Notes on 2024-28 DOT five-year plan

Yes, very delayed, for reasons.

The Iowa Transportation Commission approved the latest five-year road construction plan in June. Its press release covers the biggest points, but I want to look deeper into some of them, especially the bigger-dollar projects. Years are fiscal. See previous yearsanalyses for further notes. I-80 and Polk County will be covered in separate posts.

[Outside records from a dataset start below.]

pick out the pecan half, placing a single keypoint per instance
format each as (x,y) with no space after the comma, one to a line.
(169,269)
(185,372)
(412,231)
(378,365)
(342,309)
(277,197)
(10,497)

  • The IA 9 bridge at Lansing is scheduled for 2024, meaning work can begin as soon as late this summer. In fact, a special letting dedicated to this bridge is scheduled for August 1. This bridge will be just north of the present one and slip into the current WI 82 pavement on the other side of the river.
    • With the demolition of the I-74 bridges, this will make the US 20 Julien Dubuque Bridge Iowa’s oldest highway-only bridge across the Mississippi. Speaking of, that bridge has rehabilitation scheduled for 2026.
  • US 20 between IA 58 and US 63, with pavement dating back to the mid-1980s, will have its pavement replaced in 2026.
  • The IA 58 Greenhill Road interchange is programmed for 2028, but there is a double-asterisk indicating it is currently underfunded.
  • US 65 south of downtown Mason City will be rebuilt in 2025.
  • Four of the five US 30 bridges between Wheatland and Calamus, all from the 1956 realignment of the road, will be replaced. They won’t be replaced at the same time, likely because even if they could be all done in one construction season, a total closure of US 30 in the area would require a giant detour down to I-80 between IA 38 and US 61.
  • The US 30/59 bridge over the UPRR on the west side of Denison will be replaced in 2028.
  • The US 61 Mediapolis bypass is scheduled for 2025, north of Mediapolis to IA 78 in 2026, and IA 78 to IA 92 in 2026/2028.
  • The underfunded US 30 Missouri Valley bypass is scheduled for 2027.
  • US 52 between the new Mississippi River bridge and Sabula will be repaved in 2026.
  • I-380 will be six-laned from the current end of the six-lane in North Liberty to US 30 in Cedar Rapids in 2024-26 except for the area around the Iowa River and IA 965 crossings and the US 30 interchange itself. This includes conversion of the Cedar Rapids airport exit to a diverging diamond. The north segment is underfunded.
  • The US 151 Springville interchange will be done in 2028, a decade and a half after the clamor for it began.
  • The I-380 Boyson Road exit will be converted to a diverging diamond in 2025.
  • The US 63 Oskaloosa bypass is scheduled for 2027.
  • The southbound lanes of US 75 between Hinton and Merrill will be rebuilt in 2025. The northbound lanes are being rebuilt this year. Work on the road in Hinton, where it’s a four-lane street, will be done in 2028.
  • A large, staggered US 63 project from US 6 to Hudson, discussed here, starts in 2024 in the southernmost part (including conversion to three lanes in Tama-Toledo), covers Toledo to IA 96 in 2026, and Traer to Hudson in 2027. This is separate from the 2020 project to pave half-shoulders on 63 between Traer and Hudson.
  • The old end of IA 225 at IA 146 will be changed in 2024.
  • US 30 will be six-laned between the Duff and Dayton avenue exits as part of a Skunk River bridge replacement project in 2025-27. Project materials were put online in April.
  • A new US 30 exit at R70, just east of I-35, which requires a relocation of the north-south county road while also building a frontage road between R70 and 590th Avenue to the east, wraps up in 2024, five years after the final public meeting. Then another exit will be built on the west side of Nevada in 2027-28, creating a controlled-access freeway from Ames to Nevada save for what appears to be preservation of the old IA 133 intersection.
  • The I-35 SB parking area/scenic overlook south of Story City will be taken out in 2027.
  • I-35 at and north of the Cumming interchange has a NB-only “grade and pave” set for 2027, which at the least is a complete reconstruction that widens the shoulders, but could also be paving three lanes. All the work in Warren County north of IA 92, including bridge replacements and future paving in 2026 and 2028, has been preparing for the possibility of six-laning but for now that stops at the Polk/Warren line.
  • Between ROW acquisition in 2027 and grade/pave in 2028, the Gordon Drive viaduct replacement in Sioux City is already pegged at $66.4 million and still underfunded.